In the wake of a recent “high profile case” in the region, 14 employees were found to have accessed patient medical records without a legitimate patient-care need, says Vicki Clevenger, vice president and chief compliance officer at Carilion, in a statement. “Based on the findings of our internal investigation, appropriate actions have been taken with each employee, up to and including termination,” she says.
Record snooping is a common problem for many hospitals and other healthcare organizations. And when snooping is discovered, the consequences vary widely.
In addition to firings, “discipline may include a warning, retraining or suspension,” says privacy attorney Adam Greene. “HIPAA requires that a covered entity impose a sanction on any workforce member who violates privacy or security policies, but provides the covered entity with wide latitude to determine the appropriate level of sanction.”
Some healthcare providers institute a progressive system, with the level of sanctions increasing for multiple violations or for particularly egregious violations, Greene notes. “Some healthcare entities employ more of a zero-tolerance approach, terminating any workforce member who violates a privacy or security policy,” he adds.
Many other organizations have terminated record-snooping employees. Among those is Allina Hospitals and Clinics, a Minnesota health delivery system. In 2011, the organization fired 32 employees for inappropriately looking at the electronic health records of patients involved in a mass drug overdose case.
Detecting  and policing inappropriate access must be a priority for every healthcare organization, says privacy attorney Kirk Nahra. “This requires monitoring and audit checking. Every facility needs to be thinking about these issues because they happen regularly.”
Greene suggests organizations regularly review audit logs manually - choosing a random selection - and through algorithms that may detect suspicious patterns - such as an unusually large number of people accessing a file.
Some healthcare organizations, however, also pay special attention to monitoring access to health records of employees. “I have heard of at least one healthcare organization that provides that any employee who is treated as a patient will be given a list of all persons who accessed the patient’s records, deterring co-workers from snooping into the record,” Greene says.
Becky Hood, CIO of Everett Clinic, a multispecialty physician practice in Everett, Wash., says her organization uses a monitoring system from FairWarning to help red-flag inappropriate record access.
Not long after the system was rolled out at Everett Clinic, 13 staff members and physicians were fired due to a various incidents involving inappropriate record access, she says. “Our policy leans toward no-tolerance [of record snooping], but we’ll investigate each situation to determine if the incident was malicious, accidental or if a staff member didn’t understand [the rules],” she says.

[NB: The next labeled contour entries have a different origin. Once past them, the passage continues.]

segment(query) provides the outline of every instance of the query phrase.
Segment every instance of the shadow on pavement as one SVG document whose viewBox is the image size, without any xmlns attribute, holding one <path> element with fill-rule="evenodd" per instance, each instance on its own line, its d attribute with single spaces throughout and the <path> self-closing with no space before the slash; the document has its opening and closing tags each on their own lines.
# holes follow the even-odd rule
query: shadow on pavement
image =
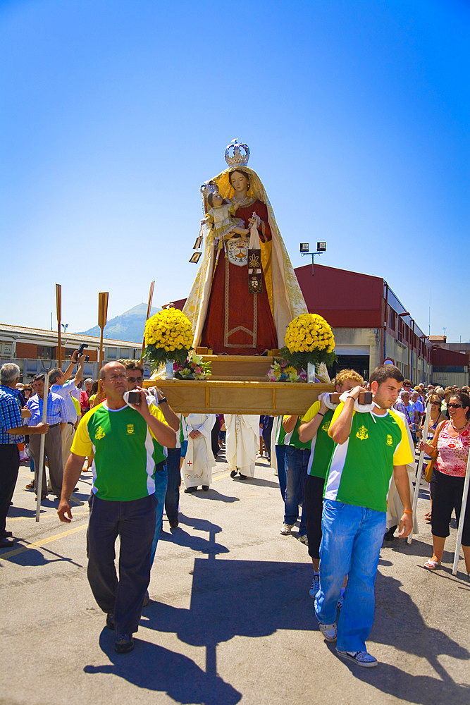
<svg viewBox="0 0 470 705">
<path fill-rule="evenodd" d="M 137 687 L 166 692 L 176 702 L 201 705 L 235 705 L 242 695 L 216 674 L 204 673 L 182 654 L 135 639 L 130 654 L 114 651 L 114 635 L 103 630 L 99 645 L 111 664 L 86 666 L 85 673 L 109 673 Z"/>
</svg>

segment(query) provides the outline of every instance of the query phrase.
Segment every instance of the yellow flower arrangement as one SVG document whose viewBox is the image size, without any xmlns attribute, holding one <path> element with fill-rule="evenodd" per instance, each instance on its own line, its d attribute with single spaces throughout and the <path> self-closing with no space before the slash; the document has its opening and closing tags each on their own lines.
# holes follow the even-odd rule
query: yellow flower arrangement
<svg viewBox="0 0 470 705">
<path fill-rule="evenodd" d="M 184 362 L 192 345 L 192 329 L 179 309 L 159 311 L 145 324 L 144 357 L 151 363 L 169 360 Z"/>
<path fill-rule="evenodd" d="M 287 326 L 281 354 L 295 367 L 307 362 L 331 364 L 336 359 L 335 338 L 329 324 L 317 313 L 297 316 Z"/>
</svg>

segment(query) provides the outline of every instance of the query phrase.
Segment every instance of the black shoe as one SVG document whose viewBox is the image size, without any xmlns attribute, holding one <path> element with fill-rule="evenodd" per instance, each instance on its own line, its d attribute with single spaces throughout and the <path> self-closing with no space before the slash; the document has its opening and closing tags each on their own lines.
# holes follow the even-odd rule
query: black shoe
<svg viewBox="0 0 470 705">
<path fill-rule="evenodd" d="M 128 654 L 134 648 L 134 639 L 132 634 L 118 634 L 114 642 L 114 651 L 116 654 Z"/>
</svg>

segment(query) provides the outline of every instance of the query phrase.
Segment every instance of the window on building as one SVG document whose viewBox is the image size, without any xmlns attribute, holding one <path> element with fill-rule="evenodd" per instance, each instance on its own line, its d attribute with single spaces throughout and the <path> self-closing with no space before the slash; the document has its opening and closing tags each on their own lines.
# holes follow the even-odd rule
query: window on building
<svg viewBox="0 0 470 705">
<path fill-rule="evenodd" d="M 56 348 L 52 348 L 50 345 L 37 346 L 38 360 L 55 360 L 56 359 L 55 353 L 56 353 Z"/>
<path fill-rule="evenodd" d="M 0 343 L 0 357 L 11 357 L 13 352 L 13 343 Z"/>
</svg>

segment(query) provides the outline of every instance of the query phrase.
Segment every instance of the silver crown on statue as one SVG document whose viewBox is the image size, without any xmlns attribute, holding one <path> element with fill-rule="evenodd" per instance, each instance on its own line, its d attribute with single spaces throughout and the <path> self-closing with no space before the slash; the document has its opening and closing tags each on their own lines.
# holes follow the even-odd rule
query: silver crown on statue
<svg viewBox="0 0 470 705">
<path fill-rule="evenodd" d="M 240 151 L 240 147 L 245 154 Z M 246 166 L 249 159 L 249 147 L 247 145 L 239 145 L 237 140 L 232 140 L 225 148 L 225 161 L 229 166 Z"/>
<path fill-rule="evenodd" d="M 218 186 L 212 179 L 210 181 L 204 181 L 201 186 L 201 193 L 204 198 L 207 198 L 209 193 L 218 193 Z"/>
</svg>

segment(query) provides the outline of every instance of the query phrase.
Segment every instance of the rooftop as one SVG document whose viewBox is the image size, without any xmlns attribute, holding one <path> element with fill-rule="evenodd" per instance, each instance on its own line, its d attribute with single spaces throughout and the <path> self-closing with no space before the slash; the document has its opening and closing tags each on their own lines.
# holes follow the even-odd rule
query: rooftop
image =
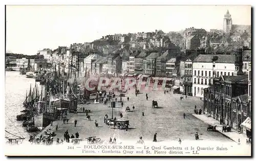
<svg viewBox="0 0 256 161">
<path fill-rule="evenodd" d="M 212 55 L 200 54 L 196 57 L 194 62 L 212 62 L 212 58 L 216 57 L 216 63 L 234 63 L 236 56 L 234 55 Z"/>
</svg>

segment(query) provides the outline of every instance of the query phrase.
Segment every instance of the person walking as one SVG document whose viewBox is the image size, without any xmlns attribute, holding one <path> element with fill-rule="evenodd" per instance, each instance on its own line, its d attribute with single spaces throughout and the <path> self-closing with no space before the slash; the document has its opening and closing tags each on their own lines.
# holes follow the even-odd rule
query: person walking
<svg viewBox="0 0 256 161">
<path fill-rule="evenodd" d="M 157 133 L 156 132 L 156 133 L 155 133 L 155 134 L 154 135 L 154 140 L 153 140 L 154 142 L 157 142 Z"/>
<path fill-rule="evenodd" d="M 76 138 L 78 138 L 79 137 L 79 134 L 78 133 L 78 132 L 76 131 L 76 133 L 75 134 L 76 135 Z"/>
</svg>

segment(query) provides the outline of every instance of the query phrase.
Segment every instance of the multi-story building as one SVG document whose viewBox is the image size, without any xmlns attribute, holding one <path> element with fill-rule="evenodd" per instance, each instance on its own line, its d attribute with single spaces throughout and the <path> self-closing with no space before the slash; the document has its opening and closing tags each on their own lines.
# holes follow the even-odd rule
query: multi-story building
<svg viewBox="0 0 256 161">
<path fill-rule="evenodd" d="M 103 72 L 103 64 L 108 63 L 108 59 L 106 57 L 100 58 L 93 62 L 92 72 L 100 74 Z"/>
<path fill-rule="evenodd" d="M 135 57 L 138 55 L 138 51 L 131 54 L 129 57 L 129 61 L 126 61 L 126 71 L 127 73 L 134 74 L 135 68 Z"/>
<path fill-rule="evenodd" d="M 157 58 L 157 77 L 166 77 L 166 62 L 170 58 L 170 54 L 169 54 L 168 50 L 166 50 L 165 52 Z"/>
<path fill-rule="evenodd" d="M 247 108 L 248 76 L 221 76 L 215 78 L 204 89 L 204 113 L 239 130 L 249 113 Z"/>
<path fill-rule="evenodd" d="M 251 61 L 251 51 L 250 50 L 245 50 L 243 53 L 243 72 L 245 74 L 248 74 L 249 64 Z"/>
<path fill-rule="evenodd" d="M 20 67 L 28 67 L 34 68 L 35 65 L 35 59 L 27 59 L 26 58 L 22 58 L 22 59 L 16 59 L 16 67 L 19 69 Z"/>
<path fill-rule="evenodd" d="M 187 56 L 180 63 L 180 73 L 181 85 L 184 87 L 183 94 L 188 96 L 193 96 L 193 72 L 194 60 L 197 57 L 198 53 L 195 52 L 189 53 L 187 51 Z"/>
<path fill-rule="evenodd" d="M 143 60 L 143 74 L 146 75 L 156 76 L 156 59 L 159 56 L 159 53 L 153 52 Z"/>
<path fill-rule="evenodd" d="M 176 67 L 176 58 L 173 58 L 168 60 L 165 63 L 165 73 L 167 78 L 174 78 L 173 76 L 174 71 Z"/>
<path fill-rule="evenodd" d="M 193 95 L 203 97 L 203 89 L 212 84 L 214 77 L 233 76 L 234 55 L 199 55 L 193 61 Z"/>
<path fill-rule="evenodd" d="M 52 54 L 52 50 L 50 49 L 44 49 L 42 50 L 38 51 L 39 55 L 44 55 L 44 59 L 49 61 L 51 59 L 51 54 Z"/>
<path fill-rule="evenodd" d="M 136 74 L 143 74 L 143 59 L 146 56 L 145 51 L 142 51 L 135 57 L 135 72 Z"/>
<path fill-rule="evenodd" d="M 96 60 L 99 59 L 101 57 L 101 56 L 96 54 L 92 54 L 84 58 L 83 68 L 81 69 L 81 71 L 84 72 L 88 72 L 90 71 L 90 73 L 92 72 L 92 73 L 93 73 L 94 71 L 95 71 L 95 70 L 93 70 L 93 62 L 95 61 Z"/>
</svg>

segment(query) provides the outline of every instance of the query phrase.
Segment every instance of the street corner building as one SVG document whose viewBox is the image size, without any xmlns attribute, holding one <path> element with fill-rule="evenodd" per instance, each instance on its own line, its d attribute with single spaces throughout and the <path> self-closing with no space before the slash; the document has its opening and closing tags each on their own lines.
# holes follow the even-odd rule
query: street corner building
<svg viewBox="0 0 256 161">
<path fill-rule="evenodd" d="M 221 124 L 229 125 L 239 133 L 251 136 L 251 70 L 242 71 L 241 51 L 236 56 L 236 71 L 232 76 L 214 78 L 213 84 L 204 88 L 205 113 Z"/>
</svg>

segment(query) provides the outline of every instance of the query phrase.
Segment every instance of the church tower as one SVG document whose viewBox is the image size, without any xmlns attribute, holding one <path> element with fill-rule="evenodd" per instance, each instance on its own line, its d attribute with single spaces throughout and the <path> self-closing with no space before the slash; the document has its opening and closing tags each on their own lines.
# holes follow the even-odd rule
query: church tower
<svg viewBox="0 0 256 161">
<path fill-rule="evenodd" d="M 235 71 L 234 76 L 242 75 L 243 72 L 243 49 L 239 48 L 235 52 L 236 61 L 234 62 Z"/>
<path fill-rule="evenodd" d="M 223 31 L 224 33 L 229 33 L 232 27 L 232 18 L 229 12 L 227 10 L 223 19 Z"/>
</svg>

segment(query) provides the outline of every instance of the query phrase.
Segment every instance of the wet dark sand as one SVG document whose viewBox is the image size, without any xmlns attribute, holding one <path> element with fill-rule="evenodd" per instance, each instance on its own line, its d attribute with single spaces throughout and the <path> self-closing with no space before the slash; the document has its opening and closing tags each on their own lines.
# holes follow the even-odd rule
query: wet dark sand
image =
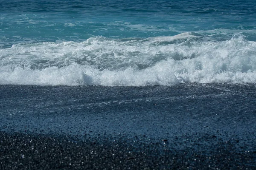
<svg viewBox="0 0 256 170">
<path fill-rule="evenodd" d="M 1 170 L 256 168 L 253 85 L 0 87 Z"/>
</svg>

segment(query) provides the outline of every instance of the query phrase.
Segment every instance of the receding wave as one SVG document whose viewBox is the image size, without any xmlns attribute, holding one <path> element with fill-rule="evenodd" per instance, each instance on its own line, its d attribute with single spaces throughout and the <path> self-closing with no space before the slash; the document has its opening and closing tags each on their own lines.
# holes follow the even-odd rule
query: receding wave
<svg viewBox="0 0 256 170">
<path fill-rule="evenodd" d="M 171 85 L 256 83 L 256 42 L 202 34 L 20 43 L 0 49 L 0 84 Z"/>
</svg>

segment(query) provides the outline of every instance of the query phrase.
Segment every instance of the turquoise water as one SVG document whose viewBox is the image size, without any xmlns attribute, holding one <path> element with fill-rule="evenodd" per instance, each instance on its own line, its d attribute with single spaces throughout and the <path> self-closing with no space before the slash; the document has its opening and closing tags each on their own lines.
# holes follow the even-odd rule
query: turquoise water
<svg viewBox="0 0 256 170">
<path fill-rule="evenodd" d="M 0 1 L 1 84 L 256 83 L 254 0 Z"/>
</svg>

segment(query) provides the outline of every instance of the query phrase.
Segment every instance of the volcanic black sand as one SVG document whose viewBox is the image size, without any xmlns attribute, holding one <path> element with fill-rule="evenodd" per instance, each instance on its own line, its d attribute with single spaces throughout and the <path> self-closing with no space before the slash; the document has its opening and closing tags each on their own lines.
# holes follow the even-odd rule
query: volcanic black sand
<svg viewBox="0 0 256 170">
<path fill-rule="evenodd" d="M 256 168 L 254 85 L 0 88 L 1 170 Z"/>
</svg>

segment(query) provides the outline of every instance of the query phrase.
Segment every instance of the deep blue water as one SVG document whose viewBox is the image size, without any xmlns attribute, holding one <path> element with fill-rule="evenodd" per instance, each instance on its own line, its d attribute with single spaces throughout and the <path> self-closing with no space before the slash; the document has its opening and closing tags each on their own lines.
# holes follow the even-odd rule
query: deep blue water
<svg viewBox="0 0 256 170">
<path fill-rule="evenodd" d="M 1 0 L 0 84 L 256 82 L 254 0 Z"/>
</svg>

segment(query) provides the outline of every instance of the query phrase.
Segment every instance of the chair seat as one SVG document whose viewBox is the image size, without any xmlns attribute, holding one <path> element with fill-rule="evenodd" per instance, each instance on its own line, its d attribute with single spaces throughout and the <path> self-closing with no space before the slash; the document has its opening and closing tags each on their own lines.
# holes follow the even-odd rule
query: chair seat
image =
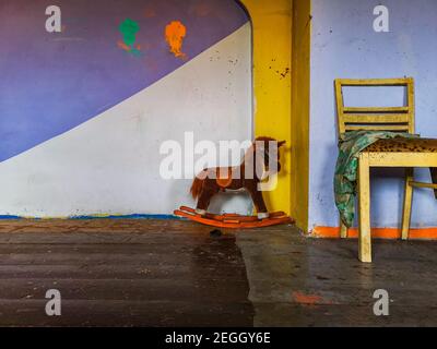
<svg viewBox="0 0 437 349">
<path fill-rule="evenodd" d="M 437 153 L 437 140 L 433 139 L 391 139 L 379 140 L 369 145 L 366 153 Z"/>
</svg>

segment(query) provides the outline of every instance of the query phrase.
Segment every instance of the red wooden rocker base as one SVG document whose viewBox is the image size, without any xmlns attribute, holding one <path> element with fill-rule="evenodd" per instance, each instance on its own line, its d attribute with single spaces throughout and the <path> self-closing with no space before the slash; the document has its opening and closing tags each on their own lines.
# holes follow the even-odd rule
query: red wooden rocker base
<svg viewBox="0 0 437 349">
<path fill-rule="evenodd" d="M 202 225 L 228 229 L 263 228 L 294 222 L 294 220 L 286 216 L 283 212 L 275 212 L 270 214 L 269 218 L 258 219 L 257 216 L 241 216 L 237 214 L 206 214 L 201 216 L 198 215 L 193 208 L 181 206 L 179 209 L 175 210 L 175 215 L 178 217 L 188 218 Z"/>
</svg>

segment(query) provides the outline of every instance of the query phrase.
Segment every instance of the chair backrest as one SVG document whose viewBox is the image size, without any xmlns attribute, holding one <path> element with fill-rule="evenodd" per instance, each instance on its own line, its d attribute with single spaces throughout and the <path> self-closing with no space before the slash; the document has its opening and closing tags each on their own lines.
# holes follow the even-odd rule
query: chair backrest
<svg viewBox="0 0 437 349">
<path fill-rule="evenodd" d="M 408 101 L 403 107 L 345 107 L 343 87 L 404 86 Z M 349 131 L 394 131 L 414 133 L 414 79 L 335 80 L 339 133 Z"/>
</svg>

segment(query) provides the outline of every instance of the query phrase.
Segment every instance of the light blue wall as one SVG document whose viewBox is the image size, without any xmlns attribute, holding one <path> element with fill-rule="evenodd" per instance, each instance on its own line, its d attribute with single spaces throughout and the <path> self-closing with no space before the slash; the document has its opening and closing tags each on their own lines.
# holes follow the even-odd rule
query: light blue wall
<svg viewBox="0 0 437 349">
<path fill-rule="evenodd" d="M 390 33 L 373 29 L 378 4 L 390 10 Z M 338 154 L 334 79 L 415 77 L 416 132 L 437 137 L 437 1 L 312 0 L 311 41 L 310 229 L 336 227 L 339 221 L 332 184 Z M 361 104 L 369 104 L 367 98 Z M 377 99 L 381 105 L 397 100 L 386 92 Z M 398 169 L 374 171 L 373 226 L 400 225 L 402 173 Z M 416 173 L 429 180 L 427 170 Z M 412 225 L 437 226 L 433 192 L 415 191 Z"/>
</svg>

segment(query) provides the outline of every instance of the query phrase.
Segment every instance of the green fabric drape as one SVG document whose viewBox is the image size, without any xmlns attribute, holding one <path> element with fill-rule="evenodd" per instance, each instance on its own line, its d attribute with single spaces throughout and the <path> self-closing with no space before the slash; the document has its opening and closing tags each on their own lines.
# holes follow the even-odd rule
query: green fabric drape
<svg viewBox="0 0 437 349">
<path fill-rule="evenodd" d="M 352 227 L 355 217 L 355 195 L 358 171 L 358 155 L 378 140 L 416 137 L 409 133 L 387 131 L 352 131 L 340 136 L 339 158 L 335 166 L 335 205 L 343 224 Z"/>
</svg>

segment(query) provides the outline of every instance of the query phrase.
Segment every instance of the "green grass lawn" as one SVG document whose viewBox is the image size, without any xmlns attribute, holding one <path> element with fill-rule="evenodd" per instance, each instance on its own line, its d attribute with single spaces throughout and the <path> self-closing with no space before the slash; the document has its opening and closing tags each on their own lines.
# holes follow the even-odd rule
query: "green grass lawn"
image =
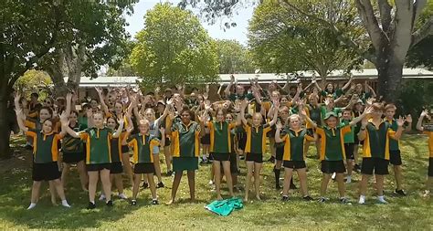
<svg viewBox="0 0 433 231">
<path fill-rule="evenodd" d="M 19 143 L 19 142 L 18 142 Z M 312 155 L 315 148 L 310 148 Z M 20 153 L 18 152 L 18 153 Z M 385 196 L 388 205 L 375 205 L 375 194 L 370 185 L 367 205 L 358 205 L 358 181 L 360 174 L 354 173 L 354 183 L 347 184 L 347 194 L 353 205 L 338 203 L 336 183 L 331 183 L 328 195 L 331 202 L 324 205 L 317 201 L 301 200 L 297 190 L 291 192 L 289 202 L 280 201 L 280 191 L 274 189 L 272 164 L 266 163 L 262 173 L 263 201 L 244 204 L 244 208 L 233 212 L 229 216 L 214 215 L 204 206 L 216 198 L 207 184 L 210 165 L 200 166 L 196 173 L 197 202 L 190 203 L 186 175 L 184 175 L 174 205 L 164 205 L 169 200 L 172 178 L 164 177 L 165 188 L 157 191 L 160 205 L 150 205 L 150 190 L 142 190 L 137 206 L 127 201 L 115 200 L 113 208 L 107 208 L 101 203 L 93 211 L 85 209 L 88 195 L 80 190 L 78 173 L 73 170 L 67 186 L 67 198 L 72 208 L 53 206 L 44 184 L 42 196 L 37 206 L 26 210 L 29 205 L 31 171 L 28 152 L 16 160 L 3 161 L 3 176 L 0 179 L 0 227 L 2 228 L 105 228 L 105 229 L 433 229 L 433 206 L 431 198 L 423 198 L 428 167 L 427 139 L 421 135 L 407 135 L 402 141 L 405 190 L 407 197 L 393 196 L 395 189 L 393 172 L 385 179 Z M 269 158 L 269 156 L 265 156 Z M 15 166 L 11 166 L 14 164 Z M 308 183 L 311 194 L 319 196 L 322 173 L 319 162 L 307 160 L 309 166 Z M 165 172 L 164 166 L 163 166 Z M 2 173 L 0 172 L 0 173 Z M 245 164 L 241 163 L 240 184 L 245 180 Z M 282 174 L 281 174 L 282 175 Z M 125 181 L 126 183 L 126 181 Z M 295 174 L 295 184 L 299 182 Z M 225 187 L 223 185 L 223 187 Z M 131 196 L 131 189 L 126 191 Z M 224 191 L 226 197 L 227 190 Z M 242 193 L 237 194 L 243 196 Z M 250 194 L 254 197 L 254 194 Z"/>
</svg>

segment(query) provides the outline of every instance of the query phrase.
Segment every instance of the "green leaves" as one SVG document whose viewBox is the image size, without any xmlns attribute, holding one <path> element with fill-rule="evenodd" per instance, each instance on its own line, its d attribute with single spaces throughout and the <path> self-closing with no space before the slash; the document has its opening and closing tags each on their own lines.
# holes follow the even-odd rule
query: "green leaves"
<svg viewBox="0 0 433 231">
<path fill-rule="evenodd" d="M 216 80 L 216 43 L 190 11 L 158 4 L 144 18 L 130 63 L 145 88 Z"/>
<path fill-rule="evenodd" d="M 344 1 L 292 0 L 297 7 L 318 16 L 328 18 L 337 27 L 359 35 L 361 25 L 354 23 L 354 7 Z M 249 24 L 248 43 L 255 60 L 264 69 L 292 72 L 316 70 L 325 77 L 333 69 L 346 69 L 357 61 L 356 54 L 342 46 L 327 26 L 316 20 L 284 7 L 278 1 L 264 1 L 256 9 Z"/>
</svg>

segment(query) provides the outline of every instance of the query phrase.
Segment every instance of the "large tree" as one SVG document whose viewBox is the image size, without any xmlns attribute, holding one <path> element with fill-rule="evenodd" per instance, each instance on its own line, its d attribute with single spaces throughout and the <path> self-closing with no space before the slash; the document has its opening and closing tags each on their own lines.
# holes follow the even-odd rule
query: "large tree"
<svg viewBox="0 0 433 231">
<path fill-rule="evenodd" d="M 295 1 L 293 1 L 295 2 Z M 342 0 L 337 2 L 343 2 Z M 341 31 L 356 38 L 364 33 L 354 19 L 355 8 L 340 4 L 334 11 L 324 3 L 297 3 L 297 7 L 329 18 Z M 312 69 L 322 79 L 334 69 L 350 70 L 362 62 L 343 47 L 331 29 L 273 0 L 263 1 L 249 22 L 248 43 L 260 68 L 280 73 Z"/>
<path fill-rule="evenodd" d="M 183 0 L 181 5 L 191 4 L 193 6 L 199 0 Z M 260 3 L 262 1 L 259 1 Z M 354 5 L 357 17 L 354 20 L 362 22 L 366 34 L 360 36 L 369 41 L 369 45 L 360 44 L 351 39 L 351 35 L 342 31 L 332 20 L 314 12 L 303 10 L 299 5 L 304 2 L 312 4 L 325 3 L 326 9 L 335 12 L 339 3 Z M 364 58 L 375 64 L 378 71 L 379 94 L 387 101 L 395 101 L 399 95 L 403 67 L 407 51 L 417 46 L 428 36 L 433 34 L 433 17 L 430 16 L 423 24 L 418 23 L 419 16 L 426 6 L 428 0 L 354 0 L 354 1 L 328 1 L 328 0 L 279 0 L 279 3 L 297 14 L 287 16 L 306 17 L 321 23 L 331 29 L 336 38 L 350 47 Z M 221 15 L 231 16 L 234 10 L 241 5 L 234 1 L 205 1 L 206 16 L 217 17 Z M 429 1 L 431 5 L 431 1 Z M 236 10 L 235 10 L 236 11 Z"/>
<path fill-rule="evenodd" d="M 129 7 L 132 1 L 116 1 L 116 8 Z M 85 46 L 92 52 L 103 53 L 105 47 L 99 36 L 92 34 L 93 27 L 86 27 L 96 10 L 91 5 L 111 5 L 108 2 L 95 1 L 37 1 L 37 0 L 5 0 L 0 7 L 0 157 L 10 155 L 7 110 L 11 100 L 15 82 L 28 69 L 44 67 L 47 64 L 46 57 L 57 53 L 60 45 L 70 44 L 71 47 L 79 47 L 77 38 L 86 37 Z M 89 6 L 89 7 L 85 7 Z M 105 8 L 106 9 L 106 8 Z M 110 9 L 106 9 L 110 10 Z M 111 18 L 105 17 L 104 22 L 113 22 Z M 94 23 L 99 22 L 94 20 Z M 86 30 L 87 29 L 87 30 Z M 98 30 L 96 33 L 105 33 Z M 81 35 L 85 34 L 85 35 Z M 110 35 L 104 35 L 110 37 Z M 92 37 L 95 39 L 91 43 Z M 108 54 L 110 56 L 110 54 Z M 93 58 L 102 58 L 103 56 L 91 56 Z M 90 63 L 90 62 L 88 62 Z M 95 67 L 95 66 L 93 66 Z M 79 72 L 80 74 L 80 72 Z M 62 79 L 63 80 L 63 79 Z M 56 81 L 54 81 L 56 82 Z"/>
<path fill-rule="evenodd" d="M 190 11 L 157 4 L 144 18 L 130 59 L 144 87 L 216 79 L 216 43 Z"/>
<path fill-rule="evenodd" d="M 249 50 L 236 40 L 216 40 L 219 74 L 254 73 L 255 68 Z"/>
</svg>

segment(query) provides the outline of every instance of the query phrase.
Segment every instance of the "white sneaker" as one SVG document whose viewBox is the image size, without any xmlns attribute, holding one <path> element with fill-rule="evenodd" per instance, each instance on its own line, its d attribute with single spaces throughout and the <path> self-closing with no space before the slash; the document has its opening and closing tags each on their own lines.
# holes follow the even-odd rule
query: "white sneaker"
<svg viewBox="0 0 433 231">
<path fill-rule="evenodd" d="M 361 195 L 361 196 L 359 197 L 358 204 L 359 204 L 359 205 L 364 205 L 364 204 L 365 204 L 365 196 Z"/>
<path fill-rule="evenodd" d="M 388 204 L 388 202 L 385 200 L 385 197 L 383 195 L 382 196 L 377 196 L 377 201 L 380 204 Z"/>
</svg>

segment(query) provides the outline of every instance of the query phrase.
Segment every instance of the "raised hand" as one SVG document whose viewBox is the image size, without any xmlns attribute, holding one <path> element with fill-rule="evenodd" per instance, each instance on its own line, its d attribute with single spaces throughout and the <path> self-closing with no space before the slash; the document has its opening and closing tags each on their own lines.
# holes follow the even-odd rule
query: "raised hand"
<svg viewBox="0 0 433 231">
<path fill-rule="evenodd" d="M 405 118 L 399 116 L 398 120 L 396 121 L 398 127 L 402 127 L 405 124 Z"/>
<path fill-rule="evenodd" d="M 412 115 L 408 114 L 406 116 L 406 121 L 408 122 L 408 123 L 411 123 L 412 122 Z"/>
<path fill-rule="evenodd" d="M 277 124 L 275 124 L 275 126 L 277 126 L 277 129 L 282 129 L 283 128 L 281 121 L 278 121 Z"/>
</svg>

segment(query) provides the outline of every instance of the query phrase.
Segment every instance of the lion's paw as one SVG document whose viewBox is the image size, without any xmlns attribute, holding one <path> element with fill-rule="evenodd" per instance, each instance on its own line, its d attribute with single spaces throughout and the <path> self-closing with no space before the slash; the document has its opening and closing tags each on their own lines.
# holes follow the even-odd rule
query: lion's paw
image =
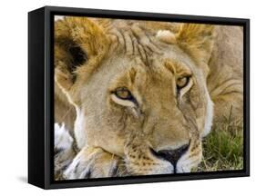
<svg viewBox="0 0 256 196">
<path fill-rule="evenodd" d="M 88 179 L 118 175 L 120 158 L 101 148 L 85 147 L 64 172 L 64 178 Z"/>
</svg>

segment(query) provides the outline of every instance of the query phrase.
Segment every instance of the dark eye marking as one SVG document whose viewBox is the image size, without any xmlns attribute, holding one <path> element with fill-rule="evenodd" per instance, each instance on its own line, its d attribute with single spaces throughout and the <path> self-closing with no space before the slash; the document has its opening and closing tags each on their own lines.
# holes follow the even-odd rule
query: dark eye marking
<svg viewBox="0 0 256 196">
<path fill-rule="evenodd" d="M 184 77 L 179 77 L 176 80 L 176 86 L 178 90 L 181 90 L 185 86 L 187 86 L 189 83 L 190 76 L 184 76 Z"/>
<path fill-rule="evenodd" d="M 122 100 L 129 100 L 132 101 L 134 97 L 132 96 L 131 93 L 129 90 L 128 90 L 126 87 L 119 87 L 117 88 L 114 92 L 117 97 Z"/>
</svg>

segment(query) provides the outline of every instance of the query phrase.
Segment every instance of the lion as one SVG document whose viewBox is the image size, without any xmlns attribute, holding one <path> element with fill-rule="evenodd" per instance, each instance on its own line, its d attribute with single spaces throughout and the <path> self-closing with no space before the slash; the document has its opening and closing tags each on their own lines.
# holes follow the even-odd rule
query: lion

As for Carilion Clinic, the organization typically finds out about patient privacy concerns in two primary ways, Clevenger says. “Individuals may raise specific concerns, or Carilion may proactively monitor a high-profile patient’s medical record.”
As part of its patient privacy and security efforts, Carilion Clinic says it provides ongoing education to employees regarding privacy rules and regulations and monitors their access to patient records. When potential issues are discovered, Carilion Clinic launches an immediate investigation.